期刊
CLINICAL AND EXPERIMENTAL NEPHROLOGY
卷 15, 期 3, 页码 321-330出版社
SPRINGER
DOI: 10.1007/s10157-011-0434-0
关键词
Lupus nephritis; ISN/RPS2003 classification; Race; Japanese; Asian
资金
- committee of the Japanese Society of Nephrology
- Ministry of Health, Labour and Welfare of Japan
- [19590967]
- [22590902]
- Grants-in-Aid for Scientific Research [22590902] Funding Source: KAKEN
Lupus nephritis comprises a spectrum of glomerular, vascular, and tubulointerstitial lesions, which has significant racial variation in severity and manifestations. The current classification (ISN/RPS 2003) has been improved successfully for the categorization of lupus glomerulonephritis (LGN).
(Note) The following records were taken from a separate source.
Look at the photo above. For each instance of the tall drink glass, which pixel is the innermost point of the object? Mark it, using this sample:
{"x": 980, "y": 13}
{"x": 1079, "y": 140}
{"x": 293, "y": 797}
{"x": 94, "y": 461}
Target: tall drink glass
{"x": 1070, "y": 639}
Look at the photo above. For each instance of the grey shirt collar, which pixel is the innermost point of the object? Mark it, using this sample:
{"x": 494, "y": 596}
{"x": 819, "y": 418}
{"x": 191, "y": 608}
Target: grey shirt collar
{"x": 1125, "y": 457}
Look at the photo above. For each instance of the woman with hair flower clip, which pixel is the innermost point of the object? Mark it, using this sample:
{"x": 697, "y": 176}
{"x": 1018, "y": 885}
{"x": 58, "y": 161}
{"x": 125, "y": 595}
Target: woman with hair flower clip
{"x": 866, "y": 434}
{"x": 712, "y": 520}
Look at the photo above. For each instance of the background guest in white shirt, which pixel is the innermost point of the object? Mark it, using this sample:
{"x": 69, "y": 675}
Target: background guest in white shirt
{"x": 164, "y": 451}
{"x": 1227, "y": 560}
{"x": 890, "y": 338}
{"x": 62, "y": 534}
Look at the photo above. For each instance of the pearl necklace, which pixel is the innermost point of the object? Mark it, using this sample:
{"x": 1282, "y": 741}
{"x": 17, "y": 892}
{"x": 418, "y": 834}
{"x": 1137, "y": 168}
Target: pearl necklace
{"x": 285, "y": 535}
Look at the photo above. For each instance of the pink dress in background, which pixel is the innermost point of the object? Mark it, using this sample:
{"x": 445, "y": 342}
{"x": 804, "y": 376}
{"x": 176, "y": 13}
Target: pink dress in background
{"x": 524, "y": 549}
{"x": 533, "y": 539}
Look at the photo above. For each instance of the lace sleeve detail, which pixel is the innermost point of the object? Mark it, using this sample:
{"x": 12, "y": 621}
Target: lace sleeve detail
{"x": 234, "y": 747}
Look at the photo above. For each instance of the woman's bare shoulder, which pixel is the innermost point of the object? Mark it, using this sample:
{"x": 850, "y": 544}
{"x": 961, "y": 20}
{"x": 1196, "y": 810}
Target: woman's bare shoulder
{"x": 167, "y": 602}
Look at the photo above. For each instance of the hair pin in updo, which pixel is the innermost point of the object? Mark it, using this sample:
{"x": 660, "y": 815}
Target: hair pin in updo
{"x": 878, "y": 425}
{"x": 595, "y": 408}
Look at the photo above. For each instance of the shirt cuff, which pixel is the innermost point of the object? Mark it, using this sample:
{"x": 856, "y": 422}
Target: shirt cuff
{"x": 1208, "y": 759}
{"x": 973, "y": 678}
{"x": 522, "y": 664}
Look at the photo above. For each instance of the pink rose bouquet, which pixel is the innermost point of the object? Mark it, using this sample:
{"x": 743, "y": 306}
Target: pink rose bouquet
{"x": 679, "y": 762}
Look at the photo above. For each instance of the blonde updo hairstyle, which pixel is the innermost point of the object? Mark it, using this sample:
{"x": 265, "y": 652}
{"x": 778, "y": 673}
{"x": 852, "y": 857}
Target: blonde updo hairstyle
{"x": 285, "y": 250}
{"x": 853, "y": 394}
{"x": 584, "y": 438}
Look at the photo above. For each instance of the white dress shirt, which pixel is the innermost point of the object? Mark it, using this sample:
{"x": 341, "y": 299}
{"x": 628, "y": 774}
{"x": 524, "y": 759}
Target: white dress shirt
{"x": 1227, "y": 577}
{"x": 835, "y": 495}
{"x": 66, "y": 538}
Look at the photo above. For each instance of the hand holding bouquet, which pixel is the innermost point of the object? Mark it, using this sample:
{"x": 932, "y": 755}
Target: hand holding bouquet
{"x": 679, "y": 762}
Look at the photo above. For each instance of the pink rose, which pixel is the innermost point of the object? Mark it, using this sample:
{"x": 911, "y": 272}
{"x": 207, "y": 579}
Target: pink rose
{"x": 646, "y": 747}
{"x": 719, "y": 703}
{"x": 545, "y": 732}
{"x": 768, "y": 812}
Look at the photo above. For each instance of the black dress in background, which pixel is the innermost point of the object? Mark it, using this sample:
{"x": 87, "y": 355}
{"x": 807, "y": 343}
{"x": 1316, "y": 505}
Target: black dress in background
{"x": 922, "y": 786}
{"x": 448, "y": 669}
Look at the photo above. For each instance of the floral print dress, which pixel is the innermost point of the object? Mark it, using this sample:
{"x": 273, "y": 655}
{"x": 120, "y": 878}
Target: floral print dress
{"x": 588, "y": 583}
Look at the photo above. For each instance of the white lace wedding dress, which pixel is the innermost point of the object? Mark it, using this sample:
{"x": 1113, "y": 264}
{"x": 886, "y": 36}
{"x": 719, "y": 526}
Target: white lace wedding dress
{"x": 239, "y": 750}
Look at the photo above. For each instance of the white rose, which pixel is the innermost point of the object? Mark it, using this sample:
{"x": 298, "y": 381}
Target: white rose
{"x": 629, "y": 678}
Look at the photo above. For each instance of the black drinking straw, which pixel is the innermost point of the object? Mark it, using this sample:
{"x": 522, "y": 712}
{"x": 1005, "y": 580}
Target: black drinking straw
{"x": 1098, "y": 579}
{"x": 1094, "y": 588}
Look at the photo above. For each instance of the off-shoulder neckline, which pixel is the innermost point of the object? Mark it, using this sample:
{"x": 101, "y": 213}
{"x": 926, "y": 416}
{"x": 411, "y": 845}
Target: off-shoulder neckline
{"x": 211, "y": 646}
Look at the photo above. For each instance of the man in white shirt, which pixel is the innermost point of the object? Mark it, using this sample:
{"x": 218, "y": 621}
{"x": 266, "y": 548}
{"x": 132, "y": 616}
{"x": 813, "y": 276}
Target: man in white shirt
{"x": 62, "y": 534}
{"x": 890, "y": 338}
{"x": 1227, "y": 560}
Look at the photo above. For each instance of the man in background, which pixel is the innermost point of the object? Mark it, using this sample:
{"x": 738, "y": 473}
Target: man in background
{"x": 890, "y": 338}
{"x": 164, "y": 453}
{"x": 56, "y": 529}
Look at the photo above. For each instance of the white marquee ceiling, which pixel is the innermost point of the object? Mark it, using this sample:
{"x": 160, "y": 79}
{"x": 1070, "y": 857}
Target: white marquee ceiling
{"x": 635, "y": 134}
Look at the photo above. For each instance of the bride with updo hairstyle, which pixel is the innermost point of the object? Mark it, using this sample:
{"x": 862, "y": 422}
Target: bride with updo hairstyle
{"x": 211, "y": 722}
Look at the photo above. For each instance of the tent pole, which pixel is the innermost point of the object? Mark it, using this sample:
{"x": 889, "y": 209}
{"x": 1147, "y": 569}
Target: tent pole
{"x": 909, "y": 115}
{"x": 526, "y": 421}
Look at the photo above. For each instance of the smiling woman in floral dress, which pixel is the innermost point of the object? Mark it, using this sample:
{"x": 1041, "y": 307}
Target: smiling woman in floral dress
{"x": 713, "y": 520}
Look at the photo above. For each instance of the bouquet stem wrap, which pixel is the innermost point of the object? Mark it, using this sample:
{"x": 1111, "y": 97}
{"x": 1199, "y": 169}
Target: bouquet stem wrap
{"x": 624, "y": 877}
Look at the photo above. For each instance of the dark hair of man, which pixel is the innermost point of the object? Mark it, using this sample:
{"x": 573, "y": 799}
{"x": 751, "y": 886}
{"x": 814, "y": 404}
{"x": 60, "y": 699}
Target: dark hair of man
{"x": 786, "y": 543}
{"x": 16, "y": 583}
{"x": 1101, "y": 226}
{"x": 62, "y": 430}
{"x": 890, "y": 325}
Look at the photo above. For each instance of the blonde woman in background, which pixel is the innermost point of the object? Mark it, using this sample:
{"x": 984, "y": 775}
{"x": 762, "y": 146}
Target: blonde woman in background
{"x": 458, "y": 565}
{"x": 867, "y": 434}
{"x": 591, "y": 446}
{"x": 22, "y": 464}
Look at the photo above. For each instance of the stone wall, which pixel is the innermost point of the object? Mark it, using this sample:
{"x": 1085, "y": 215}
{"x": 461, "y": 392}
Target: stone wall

On the basis of this classification, 480 Japanese cases revealed the following distribution: class I 3%, class II 16%, class III 13%, class IV-S 11%, class IV-G 41%, class V 16%, and class VI 1%. Class IV-G with chronicity tended to have the worst renal outcome. Nephrotic syndrome was a more frequent complication in class IV-S (50%), class IV-G (72%), and class V (56%), with poor renal and actuarial outcomes. With regard to therapy, treatment options including glucocorticoids alone or combined with antimetabolites (azathioprine, mizoribine, mycophenolate mofetil), calcineurin inhibitors (cyclosporine A, tacrolimus), or alkylating agents (intravenous cyclophosphamide injection) improved the outcome of LGN; however, there is no high-grade clinical evidence from Japan. Further studies are needed to resolve the clinicopathological problems of LGN, especially IV-S, IV-G, and pure membranous lupus nephritis in Japanese patients.